Source : Code criminel du Canada, article 346.

Harcèlement criminel :

Le Code criminel interdit, « sauf autorisation légitime, d’agir à l’égard d’une personne sachant qu’elle se sent harcelée ou sans se soucier de ce qu’elle se sente harcelée si l’acte en question a pour effet de lui faire raisonnablement craindre — compte tenu du contexte — pour sa sécurité ou celle d’une de ses connaissances ».

Source : Code criminel du Canada, article 264.

Harcèlement discriminatoire :

Le harcèlement discriminatoire peut être défini comme « une conduite se manifestant, entre autre, par des paroles, des actes ou des gestes répétés et non désirés, à caractère vexatoire ou méprisant et qui est de nature à porter atteinte à la dignité ou à l’intégrité physique ou psychologique de la personne ou de nature à entraîner pour elle des conditions de travail défavorables ou un renvoi en raison de l’un des motifs énumérés à l’article 10 de la Charte [des droits et libertés de la personne]. »

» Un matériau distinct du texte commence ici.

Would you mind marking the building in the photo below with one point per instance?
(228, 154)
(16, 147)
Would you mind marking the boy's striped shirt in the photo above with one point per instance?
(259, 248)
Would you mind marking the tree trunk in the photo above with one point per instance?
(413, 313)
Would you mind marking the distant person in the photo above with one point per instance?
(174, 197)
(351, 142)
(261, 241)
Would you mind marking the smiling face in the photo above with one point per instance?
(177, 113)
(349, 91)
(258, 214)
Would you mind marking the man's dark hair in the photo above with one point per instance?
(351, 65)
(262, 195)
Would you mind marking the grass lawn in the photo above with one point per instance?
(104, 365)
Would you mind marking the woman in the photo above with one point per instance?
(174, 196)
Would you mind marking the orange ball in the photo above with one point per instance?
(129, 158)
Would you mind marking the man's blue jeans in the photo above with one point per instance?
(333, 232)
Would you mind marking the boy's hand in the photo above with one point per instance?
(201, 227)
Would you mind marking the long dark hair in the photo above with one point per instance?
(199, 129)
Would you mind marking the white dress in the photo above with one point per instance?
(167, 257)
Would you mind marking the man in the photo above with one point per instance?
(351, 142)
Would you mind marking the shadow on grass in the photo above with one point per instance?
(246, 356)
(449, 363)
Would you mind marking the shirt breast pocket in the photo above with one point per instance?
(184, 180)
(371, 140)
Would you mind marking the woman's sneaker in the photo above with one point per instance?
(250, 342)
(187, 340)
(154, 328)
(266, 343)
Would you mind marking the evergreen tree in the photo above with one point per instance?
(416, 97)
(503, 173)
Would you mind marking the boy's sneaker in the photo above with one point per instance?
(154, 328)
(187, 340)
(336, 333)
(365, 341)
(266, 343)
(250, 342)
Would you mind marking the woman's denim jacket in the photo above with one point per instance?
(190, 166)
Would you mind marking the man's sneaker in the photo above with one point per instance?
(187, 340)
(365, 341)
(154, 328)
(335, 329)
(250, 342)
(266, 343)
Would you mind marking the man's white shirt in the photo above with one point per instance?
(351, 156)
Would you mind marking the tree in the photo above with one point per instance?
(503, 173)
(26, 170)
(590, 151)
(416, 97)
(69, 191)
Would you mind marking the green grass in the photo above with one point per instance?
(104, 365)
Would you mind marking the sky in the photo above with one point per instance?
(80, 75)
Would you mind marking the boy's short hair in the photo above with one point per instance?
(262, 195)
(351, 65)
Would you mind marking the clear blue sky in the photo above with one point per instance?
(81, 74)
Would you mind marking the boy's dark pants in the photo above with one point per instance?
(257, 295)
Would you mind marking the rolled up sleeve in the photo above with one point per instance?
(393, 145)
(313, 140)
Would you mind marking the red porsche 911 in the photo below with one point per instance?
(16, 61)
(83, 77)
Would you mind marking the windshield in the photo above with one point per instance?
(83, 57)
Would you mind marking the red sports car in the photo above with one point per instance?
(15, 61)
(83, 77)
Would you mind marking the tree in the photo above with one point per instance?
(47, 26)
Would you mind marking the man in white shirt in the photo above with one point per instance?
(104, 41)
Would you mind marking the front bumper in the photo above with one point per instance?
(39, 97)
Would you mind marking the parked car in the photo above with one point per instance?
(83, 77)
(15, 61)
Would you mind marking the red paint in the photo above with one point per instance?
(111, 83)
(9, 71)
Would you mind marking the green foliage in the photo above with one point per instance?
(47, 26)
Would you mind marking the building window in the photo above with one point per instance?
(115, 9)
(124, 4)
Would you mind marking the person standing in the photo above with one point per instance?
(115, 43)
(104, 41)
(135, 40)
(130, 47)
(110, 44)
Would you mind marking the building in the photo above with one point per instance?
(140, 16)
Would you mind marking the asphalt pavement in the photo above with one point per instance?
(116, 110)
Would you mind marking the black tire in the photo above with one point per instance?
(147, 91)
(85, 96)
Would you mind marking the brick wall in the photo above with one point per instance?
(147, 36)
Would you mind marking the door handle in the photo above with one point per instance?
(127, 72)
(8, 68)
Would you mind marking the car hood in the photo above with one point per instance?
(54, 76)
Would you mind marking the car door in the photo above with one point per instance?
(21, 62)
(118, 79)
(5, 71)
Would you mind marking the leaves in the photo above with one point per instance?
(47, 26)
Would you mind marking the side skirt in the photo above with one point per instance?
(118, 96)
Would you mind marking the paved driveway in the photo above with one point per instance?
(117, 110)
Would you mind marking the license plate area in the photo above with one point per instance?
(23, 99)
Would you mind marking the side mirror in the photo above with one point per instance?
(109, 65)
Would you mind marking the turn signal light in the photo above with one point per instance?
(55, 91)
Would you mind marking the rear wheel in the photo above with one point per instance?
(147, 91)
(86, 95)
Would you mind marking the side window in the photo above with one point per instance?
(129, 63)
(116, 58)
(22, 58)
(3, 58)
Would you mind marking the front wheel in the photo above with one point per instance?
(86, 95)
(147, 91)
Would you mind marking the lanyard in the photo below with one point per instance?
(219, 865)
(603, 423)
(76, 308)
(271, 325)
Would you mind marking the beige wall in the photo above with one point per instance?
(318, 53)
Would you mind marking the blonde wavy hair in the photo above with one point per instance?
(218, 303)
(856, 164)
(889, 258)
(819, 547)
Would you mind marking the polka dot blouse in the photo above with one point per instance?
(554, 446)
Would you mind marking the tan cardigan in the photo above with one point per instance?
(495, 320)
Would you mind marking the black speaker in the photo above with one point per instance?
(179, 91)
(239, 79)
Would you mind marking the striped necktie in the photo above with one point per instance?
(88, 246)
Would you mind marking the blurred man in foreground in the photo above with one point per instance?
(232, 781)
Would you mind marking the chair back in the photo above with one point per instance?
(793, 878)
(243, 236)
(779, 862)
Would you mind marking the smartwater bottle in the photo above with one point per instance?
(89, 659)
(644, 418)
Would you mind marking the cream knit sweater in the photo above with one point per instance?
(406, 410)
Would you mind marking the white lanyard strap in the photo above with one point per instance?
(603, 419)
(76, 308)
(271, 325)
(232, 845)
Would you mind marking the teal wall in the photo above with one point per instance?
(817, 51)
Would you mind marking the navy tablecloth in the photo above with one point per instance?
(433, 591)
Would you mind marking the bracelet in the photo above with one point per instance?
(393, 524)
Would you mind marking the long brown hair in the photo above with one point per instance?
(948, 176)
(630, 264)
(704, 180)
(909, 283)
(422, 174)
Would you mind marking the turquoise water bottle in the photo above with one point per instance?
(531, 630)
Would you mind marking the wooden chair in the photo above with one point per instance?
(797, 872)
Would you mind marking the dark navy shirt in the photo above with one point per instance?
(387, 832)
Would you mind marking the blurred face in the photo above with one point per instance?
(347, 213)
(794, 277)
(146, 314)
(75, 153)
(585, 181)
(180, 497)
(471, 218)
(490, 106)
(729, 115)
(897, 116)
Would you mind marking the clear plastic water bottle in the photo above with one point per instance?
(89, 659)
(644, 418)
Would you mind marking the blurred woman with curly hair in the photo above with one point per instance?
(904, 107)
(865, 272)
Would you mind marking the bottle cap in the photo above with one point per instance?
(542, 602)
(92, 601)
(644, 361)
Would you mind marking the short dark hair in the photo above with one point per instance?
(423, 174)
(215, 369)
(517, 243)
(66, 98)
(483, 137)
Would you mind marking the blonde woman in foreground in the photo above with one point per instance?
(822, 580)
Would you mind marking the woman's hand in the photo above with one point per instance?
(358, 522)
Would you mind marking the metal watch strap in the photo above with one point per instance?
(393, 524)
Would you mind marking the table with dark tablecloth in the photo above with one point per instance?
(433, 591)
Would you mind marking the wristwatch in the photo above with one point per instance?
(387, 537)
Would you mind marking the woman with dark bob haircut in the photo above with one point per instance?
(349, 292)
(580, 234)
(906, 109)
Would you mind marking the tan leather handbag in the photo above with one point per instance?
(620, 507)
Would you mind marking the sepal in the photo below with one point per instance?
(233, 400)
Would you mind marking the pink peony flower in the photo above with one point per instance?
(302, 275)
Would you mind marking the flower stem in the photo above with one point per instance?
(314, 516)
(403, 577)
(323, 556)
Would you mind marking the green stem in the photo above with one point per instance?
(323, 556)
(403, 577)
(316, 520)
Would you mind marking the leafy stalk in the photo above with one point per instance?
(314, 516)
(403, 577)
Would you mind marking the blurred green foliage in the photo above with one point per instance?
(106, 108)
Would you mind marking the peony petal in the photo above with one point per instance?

Source : Commission des droits de la personne et des droits de la jeunesse du Québec (2004), Harcèlement discriminatoire au travail, Politique visant à contrer le harcèlement discriminatoire au travail, p. 16.

Harcèlement psychologique :

Dans la Loi sur les normes du travail (article 81.1), on entend par harcèlement psychologique « une conduite vexatoire se manifestant soit par des comportements, des paroles, des actes ou des gestes répétés, qui sont hostiles ou non désirés, laquelle porte atteinte à la dignité ou à l'intégrité psychologique ou physique du salarié et qui entraîne, pour celui-ci, un milieu de travail néfaste.

Une seule conduite grave peut aussi constituer du harcèlement psychologique si elle porte une telle atteinte et produit un effet nocif continu pour le salarié ».

À noter que le harcèlement sexuel est inclus dans la définition législative du harcèlement psychologique.

Harcèlement sexuel :

Le harcèlement sexuel est une atteinte au droit à l’égalité des personnes. Il est interdit, entre autres, par l’article 15 de la Charte canadienne des droits et libertés et les articles 10, 10.1 et 46 de la Charte des droits et libertés de la personne du Québec.

Le harcèlement sexuel se caractérise par :

  • « des paroles, des gestes, des comportements ou des contacts physiques qui ont un caractère sexuel envers une autre personne;
  • généralement répétés (mais peut aussi être un seul acte grave);
  • non désirés par la personne, homme ou femme, qui les subit;
  • un effet négatif sur l'emploi (soit des conséquences directes comme le renvoi ou des mesures disciplinaires, ou des conséquences indirectes comme une ambiance de travail empoisonnée). »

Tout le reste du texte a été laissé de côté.